Considering the neural basis of recursion, Friederici et al. (2011) assumed two different computational systems dealing with hierarchical structures: one determined by the cognitive control for complex sequences in non-language domains, and another one (confined to Broca's area) which is able to process hierarchically structured recursive sequences of artificial and natural grammars. The first computational system is less automatic; the second computational system is highly automatic.

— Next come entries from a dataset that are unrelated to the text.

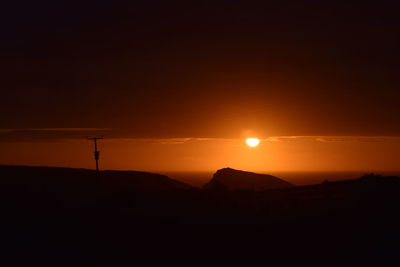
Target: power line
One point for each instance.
(96, 152)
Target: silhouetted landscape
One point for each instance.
(77, 217)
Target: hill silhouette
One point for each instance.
(231, 179)
(75, 217)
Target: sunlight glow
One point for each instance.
(252, 142)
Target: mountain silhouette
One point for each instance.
(231, 179)
(55, 178)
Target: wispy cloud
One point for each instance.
(115, 135)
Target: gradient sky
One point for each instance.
(148, 73)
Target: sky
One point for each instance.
(178, 85)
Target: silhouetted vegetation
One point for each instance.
(72, 217)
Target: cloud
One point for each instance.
(116, 135)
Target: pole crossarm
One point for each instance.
(96, 152)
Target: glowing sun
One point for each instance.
(252, 142)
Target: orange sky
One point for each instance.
(311, 153)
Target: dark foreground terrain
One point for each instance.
(69, 217)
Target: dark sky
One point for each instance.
(201, 68)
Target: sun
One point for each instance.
(252, 142)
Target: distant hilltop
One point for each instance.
(231, 179)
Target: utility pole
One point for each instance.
(96, 152)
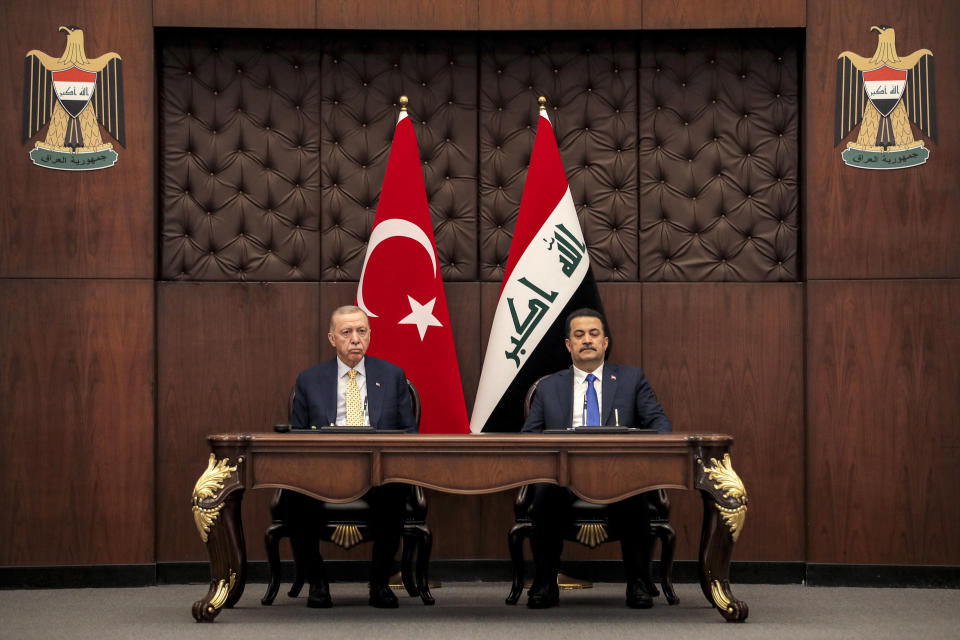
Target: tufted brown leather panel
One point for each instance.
(240, 168)
(363, 79)
(296, 200)
(589, 81)
(719, 156)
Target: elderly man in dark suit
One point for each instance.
(572, 398)
(358, 390)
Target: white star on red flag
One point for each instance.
(421, 315)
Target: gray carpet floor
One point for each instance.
(476, 610)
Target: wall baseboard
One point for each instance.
(815, 574)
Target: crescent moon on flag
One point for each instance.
(393, 228)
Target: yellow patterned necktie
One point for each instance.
(354, 405)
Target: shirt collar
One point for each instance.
(579, 375)
(342, 369)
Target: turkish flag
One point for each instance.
(401, 290)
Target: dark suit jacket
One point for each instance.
(388, 398)
(624, 388)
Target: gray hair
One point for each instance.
(345, 309)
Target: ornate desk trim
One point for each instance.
(481, 463)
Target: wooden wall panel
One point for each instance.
(388, 14)
(883, 406)
(228, 355)
(254, 14)
(76, 422)
(560, 14)
(728, 358)
(881, 224)
(723, 14)
(79, 223)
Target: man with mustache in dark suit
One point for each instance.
(571, 398)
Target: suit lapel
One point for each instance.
(330, 392)
(609, 390)
(374, 391)
(568, 385)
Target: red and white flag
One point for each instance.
(401, 290)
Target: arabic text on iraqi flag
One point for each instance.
(547, 276)
(401, 289)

Zimmerer and Varley (2010) presented a case study in which syntactic-structural recursion was not available for an agrammatic aphasic participant but his mathematical skills and ToM inferences were unimpaired. Recursive thinking in non-linguistic cognitive domains can be unimpaired in agrammatic aphasia. Siegal and Varley (2006) and Apperly et al. (2006) found intact second order ToM reasoning in severe agrammatism.

On the other hand, with respect to AD, a number of papers discussed deficits of ToM abilities. For instance, Fernandez-Duquet et al. (2008) found that AD persons and persons exhibiting the behavioral variant of fronto-temporal dementia (bFTD) faced similar difficulties in second order false belief tasks (while in other respects they differed from one another). Freedman et al. (2013) demonstrated significant ToM deficit in false belief tests and in visual perspective taking. According to a systematic review by Sandoz et al. (2014), the deficit shows up more markedly in complex ToM tasks like second-order false belief tasks, not independently of changes of ToM reasoning and other cognitive processes in old age. Moreau et al. (2015) demonstrated the presence of ToM deficit in AD persons in tasks requiring realistic communicative interaction, too. Other researchers (e.g., Choong and Doody, 2013) did not find ToM deficit in AD.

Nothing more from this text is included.